例えば、学生時代に就職活動をしていてとても面白かった現象として、就職活動をし始めると急に猫も杓子も日経新聞を読み始めるというものがあるのだが、これは今までいくら読めと言われても全く意味を感じられなかった新聞が、職を得るという自分にとって重要なイベントに必要な情報だと理解したために、急に意味を帯びてきたということではないか。
(就職活動という今振り返ってみると比較的低リスクで失うものも少ないイベントではあるが、)自分の行動と準備次第で職を得られるかどうかが決まるという意味では、一定程度「身銭を切る」要素があるので、周りにあるものの見え方が変わってくるということだ。
習い事をすることの大きな効用として、一定のお金を投じているので学習効果が高まるということがよく言われるが、(マネー的な意味だけでなく)「身銭を切る」ことが、表面的な学習に留まらずに、いわゆる自身の血肉となるような学びにつながるということは、個人的に深く共感できる主張だ。
2つ目は、「身銭を切る」ことで、変に複雑なことを学ぶのではなく、シンプルかつ本質的なことを学ぼうとするようになるということ。
身銭を切るということは、現実に対処する必要があるということである。
現実は複雑で、かつ余りに多くのことが刻一刻と変化していってしまう。その全てを精緻に記述し、分析し、解決方法を探るということは難しい。複雑性を高めて、現実に起きること全てに精緻に対応しようとしている活動は、要は「地に足ついていない」と言える。
現実に対処するためには、シンプルだが本質的な思考ツールが必要であり、身銭を切っている人はそういったツールを嗅ぎ分けて獲得する可能性が高まる、ということだと僕なりに理解している。
この考え方は、いわゆる「ストリートスマート」という言葉と通ずる部分がある。
決してアカデミックな意味で優秀とは言えなくても、ビジネスや政治といった現実に対処することが求められる領域において類いまれな優秀さを持ち合わせている人のことをそう呼ぶが、本書の考え方につなげると、ストリートスマートな人たちは常に身銭を切っているからこそシンプルかつ本質的な学びを血肉にすることができている、ということだろう。
3つ目は、「身銭を切る」ことをせずに利益を享受できるようになると、堕落していってしまうということ。
1つの例として、本書でも会社勤めと独立して働いている人の対比が出てくる。
良い条件で会社に勤める経験をしてしまうと、会社に「飼われる」ような状態になってしまい、嫌なことや不自由なことがあっても受け入れて働くようになってしまう。結果として、1つの会社でしか働くことのできない人材となってしまい、自分がやりたいことを自由に取り組んだり、会社のやり方がどうしても自分の考えと合わなかったりした際に、会社を離れて生きていくことができなくなるということは、日本に住む僕達にも共通するパターンだ。
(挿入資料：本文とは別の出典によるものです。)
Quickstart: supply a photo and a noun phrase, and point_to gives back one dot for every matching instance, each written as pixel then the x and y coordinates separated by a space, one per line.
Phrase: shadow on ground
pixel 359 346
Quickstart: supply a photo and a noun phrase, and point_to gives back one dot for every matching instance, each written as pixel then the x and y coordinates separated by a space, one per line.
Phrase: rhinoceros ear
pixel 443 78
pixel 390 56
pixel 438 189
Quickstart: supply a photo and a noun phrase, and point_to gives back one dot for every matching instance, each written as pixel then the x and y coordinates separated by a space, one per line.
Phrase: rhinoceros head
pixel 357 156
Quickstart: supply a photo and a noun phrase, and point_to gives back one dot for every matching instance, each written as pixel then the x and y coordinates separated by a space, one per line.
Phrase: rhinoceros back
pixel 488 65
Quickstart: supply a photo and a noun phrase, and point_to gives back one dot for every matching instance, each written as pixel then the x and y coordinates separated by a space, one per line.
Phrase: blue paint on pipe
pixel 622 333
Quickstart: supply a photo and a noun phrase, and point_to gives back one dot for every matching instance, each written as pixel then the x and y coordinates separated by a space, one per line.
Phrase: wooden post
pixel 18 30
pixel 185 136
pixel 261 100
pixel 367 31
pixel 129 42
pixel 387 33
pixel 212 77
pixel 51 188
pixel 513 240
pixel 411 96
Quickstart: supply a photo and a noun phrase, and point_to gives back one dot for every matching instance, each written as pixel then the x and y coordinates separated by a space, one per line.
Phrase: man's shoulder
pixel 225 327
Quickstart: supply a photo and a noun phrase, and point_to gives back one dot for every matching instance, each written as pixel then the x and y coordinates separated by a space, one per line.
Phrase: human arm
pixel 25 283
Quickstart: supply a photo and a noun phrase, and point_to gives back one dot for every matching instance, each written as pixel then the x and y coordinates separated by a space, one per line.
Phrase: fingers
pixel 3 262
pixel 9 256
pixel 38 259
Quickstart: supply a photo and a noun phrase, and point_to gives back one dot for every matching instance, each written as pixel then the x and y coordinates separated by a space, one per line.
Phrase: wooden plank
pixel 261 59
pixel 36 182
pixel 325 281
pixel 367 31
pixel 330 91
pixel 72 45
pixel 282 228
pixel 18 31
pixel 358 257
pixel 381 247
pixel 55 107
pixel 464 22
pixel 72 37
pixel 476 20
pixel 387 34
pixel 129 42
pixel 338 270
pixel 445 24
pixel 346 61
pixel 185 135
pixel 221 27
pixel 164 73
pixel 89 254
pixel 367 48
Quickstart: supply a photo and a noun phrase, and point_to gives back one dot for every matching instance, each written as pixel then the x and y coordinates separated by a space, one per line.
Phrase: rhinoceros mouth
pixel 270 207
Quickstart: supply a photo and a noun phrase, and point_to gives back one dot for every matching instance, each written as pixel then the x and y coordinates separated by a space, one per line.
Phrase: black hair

自分の行動・決断に見合うリスクとリターンがあることが、世の中の本来的なルールであり、そのルールに従って生きること(身銭を切ること)を忘れてしまうと将来的に「ツケを払わされる」ということであり、組織に所属することが良いかどうかは置いておいて、いつでも野生に戻ることを想定していなければならない。
他にも重要かつ独創的な主張が多く含まれており、オススメではあるのだが、1つ難点を挙げておくと、かなり読みにくい本だ。
著者の他の本もそうなのだが、かなり独特な文体であることに加え、異なる視点で書かれたエッセイが無理に1つの本として繋げられていると感じられる部分もある。
本を読み慣れている人や、根気強く本書を読み進める覚悟のある人は別として、ちょっと興味があるので呼んでみたいという人は通読を前提とせずに、関心の高いテーマを拾い読みしていくのがオススメである。